Dieser Artikel wurde von Alok Jha geschrieben und erschien zuerst auf Guardian.co.uk
Die Nanowissenschaften erweisen sich für die Wissenschaftler als derart mächtiges Instrumentarium, dass sie mittlerweile in sämtlichen Bereichen von der Medizin über die chemische Verfahrenstechnik bis hin zur Weltraumforschung zum Einsatz kommen, um vorhandene Probleme zu lösen.
Es begann mit der herausfordernden Ansage eines großen Physikers. Im Jahr 1959 hielt der Nobelpreisträger Richard Feynman einen Vortrag mit dem Titel „There’s plenty of room at the bottom“ (auf Deutsch: Viel Spielraum nach unten), in dem er eine Frage aufwarf: „Rechenmaschinen sind sehr groß und können ganze Räume füllen“, sagte er. „Warum können wir sie nicht ganz klein machen, aus kleinen Drähten, kleinen Bauteilen – und mit klein meine ich klein.“
Seine große Idee bestand darin, existierende Objekte zu miniaturisieren.

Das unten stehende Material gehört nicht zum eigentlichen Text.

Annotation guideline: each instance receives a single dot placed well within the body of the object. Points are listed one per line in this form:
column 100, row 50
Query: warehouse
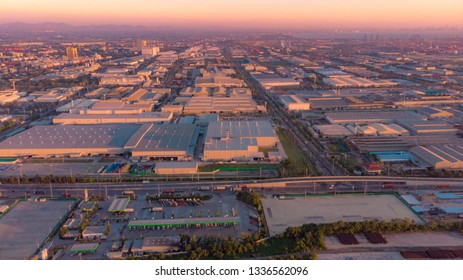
column 84, row 248
column 176, row 168
column 197, row 222
column 76, row 105
column 160, row 244
column 238, row 140
column 400, row 143
column 441, row 156
column 217, row 104
column 435, row 112
column 164, row 141
column 364, row 117
column 273, row 80
column 294, row 103
column 418, row 126
column 119, row 205
column 92, row 232
column 149, row 117
column 118, row 107
column 327, row 103
column 357, row 82
column 333, row 130
column 379, row 129
column 152, row 95
column 218, row 81
column 68, row 140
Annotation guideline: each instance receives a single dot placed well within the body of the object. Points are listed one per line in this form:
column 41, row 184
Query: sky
column 240, row 13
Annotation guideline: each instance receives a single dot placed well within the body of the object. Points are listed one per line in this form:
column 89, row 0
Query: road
column 310, row 152
column 324, row 184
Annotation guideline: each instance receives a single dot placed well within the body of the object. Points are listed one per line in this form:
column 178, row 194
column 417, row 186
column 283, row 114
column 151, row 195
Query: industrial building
column 68, row 140
column 218, row 81
column 269, row 81
column 327, row 103
column 432, row 112
column 118, row 107
column 77, row 104
column 92, row 232
column 364, row 117
column 206, row 221
column 8, row 96
column 419, row 126
column 172, row 141
column 347, row 81
column 160, row 245
column 122, row 80
column 441, row 156
column 149, row 140
column 378, row 129
column 401, row 143
column 294, row 103
column 119, row 205
column 146, row 95
column 333, row 130
column 238, row 140
column 176, row 168
column 150, row 117
column 217, row 104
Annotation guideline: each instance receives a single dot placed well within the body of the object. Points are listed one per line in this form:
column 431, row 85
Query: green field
column 296, row 165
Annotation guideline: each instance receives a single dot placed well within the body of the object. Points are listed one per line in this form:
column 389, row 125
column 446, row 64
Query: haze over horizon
column 240, row 13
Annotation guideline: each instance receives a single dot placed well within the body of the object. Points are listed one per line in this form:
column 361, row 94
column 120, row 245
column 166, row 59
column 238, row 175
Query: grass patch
column 296, row 164
column 274, row 247
column 266, row 150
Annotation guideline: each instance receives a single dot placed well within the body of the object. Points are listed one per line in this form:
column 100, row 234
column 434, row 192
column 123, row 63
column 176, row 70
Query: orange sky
column 240, row 13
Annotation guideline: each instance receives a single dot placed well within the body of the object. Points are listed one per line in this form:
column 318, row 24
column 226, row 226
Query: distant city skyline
column 240, row 13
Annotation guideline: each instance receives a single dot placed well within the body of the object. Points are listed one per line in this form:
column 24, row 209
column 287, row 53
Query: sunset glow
column 239, row 13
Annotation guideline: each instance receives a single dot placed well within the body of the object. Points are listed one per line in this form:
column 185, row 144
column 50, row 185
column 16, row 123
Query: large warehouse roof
column 162, row 140
column 441, row 156
column 370, row 116
column 149, row 117
column 68, row 139
column 248, row 129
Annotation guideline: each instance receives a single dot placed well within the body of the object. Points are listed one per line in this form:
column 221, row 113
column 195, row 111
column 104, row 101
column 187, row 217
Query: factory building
column 217, row 104
column 365, row 117
column 69, row 140
column 441, row 156
column 294, row 103
column 238, row 140
column 333, row 130
column 176, row 168
column 150, row 117
column 170, row 141
column 269, row 81
column 419, row 126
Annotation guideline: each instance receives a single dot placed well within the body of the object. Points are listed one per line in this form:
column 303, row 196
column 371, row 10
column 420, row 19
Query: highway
column 321, row 184
column 310, row 152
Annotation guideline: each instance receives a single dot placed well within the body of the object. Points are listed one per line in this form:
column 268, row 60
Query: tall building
column 71, row 53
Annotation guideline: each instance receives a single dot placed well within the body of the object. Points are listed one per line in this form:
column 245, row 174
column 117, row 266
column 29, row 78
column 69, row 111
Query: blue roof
column 452, row 209
column 418, row 209
column 448, row 195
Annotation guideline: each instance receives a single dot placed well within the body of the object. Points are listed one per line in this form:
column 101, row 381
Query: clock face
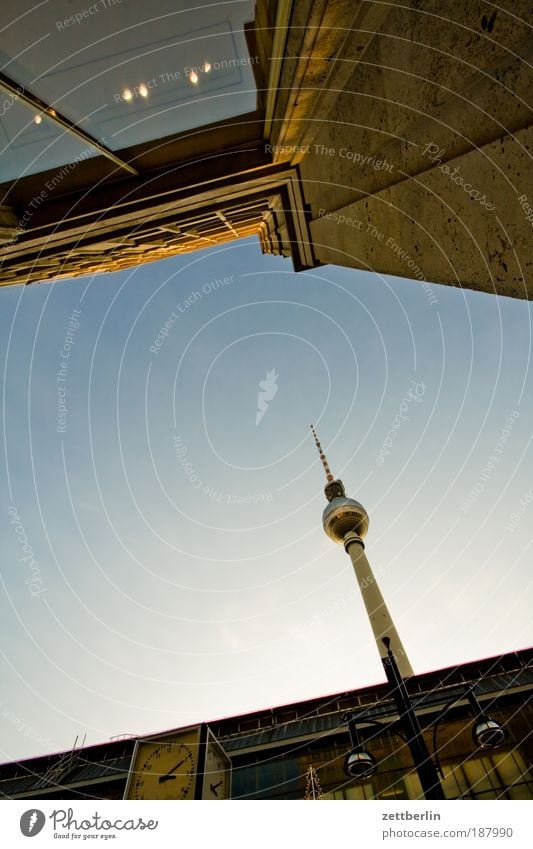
column 164, row 768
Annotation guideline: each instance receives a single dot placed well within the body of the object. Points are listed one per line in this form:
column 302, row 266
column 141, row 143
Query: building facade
column 271, row 750
column 391, row 137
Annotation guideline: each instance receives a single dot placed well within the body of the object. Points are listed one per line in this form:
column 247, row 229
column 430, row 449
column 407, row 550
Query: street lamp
column 360, row 764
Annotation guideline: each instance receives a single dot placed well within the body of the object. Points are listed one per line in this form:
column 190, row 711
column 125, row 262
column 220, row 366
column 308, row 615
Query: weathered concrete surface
column 414, row 120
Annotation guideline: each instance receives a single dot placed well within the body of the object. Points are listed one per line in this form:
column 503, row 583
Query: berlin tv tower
column 346, row 521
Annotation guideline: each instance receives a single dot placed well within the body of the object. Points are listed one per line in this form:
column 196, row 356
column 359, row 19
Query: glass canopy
column 123, row 72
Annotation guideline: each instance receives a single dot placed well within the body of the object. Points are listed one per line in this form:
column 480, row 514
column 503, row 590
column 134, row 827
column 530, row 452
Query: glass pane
column 30, row 142
column 131, row 72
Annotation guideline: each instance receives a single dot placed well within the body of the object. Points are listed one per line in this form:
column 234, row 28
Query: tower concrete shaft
column 378, row 614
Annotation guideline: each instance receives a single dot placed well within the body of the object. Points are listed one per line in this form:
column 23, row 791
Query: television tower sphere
column 343, row 515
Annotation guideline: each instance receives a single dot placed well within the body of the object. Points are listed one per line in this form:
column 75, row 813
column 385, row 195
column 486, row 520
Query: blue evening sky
column 163, row 560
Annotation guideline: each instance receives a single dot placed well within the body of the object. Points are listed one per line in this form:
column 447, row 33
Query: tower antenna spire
column 329, row 476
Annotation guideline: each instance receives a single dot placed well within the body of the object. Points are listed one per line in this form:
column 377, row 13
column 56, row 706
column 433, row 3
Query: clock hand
column 168, row 776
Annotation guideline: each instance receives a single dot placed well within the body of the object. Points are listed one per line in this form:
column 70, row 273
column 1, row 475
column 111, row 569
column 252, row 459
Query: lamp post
column 345, row 521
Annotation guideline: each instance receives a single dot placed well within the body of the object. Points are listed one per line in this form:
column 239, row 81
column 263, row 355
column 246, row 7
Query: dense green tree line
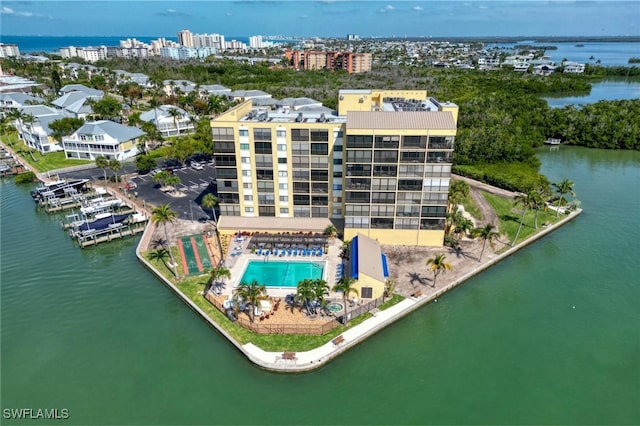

Sie könnten von Grund auf durch die gezielte Manipulation einzelner Atome oder Moleküle erstellt werden. Mehr als ein halbes Jahrhundert später, würde er möglicherweise nicht wiedererkennen, wie seine Ideen sich in ein mächtiges Instrumentarium für Wissenschaftler verwandelt haben, das heute als Nanotechnologie bezeichnet wird.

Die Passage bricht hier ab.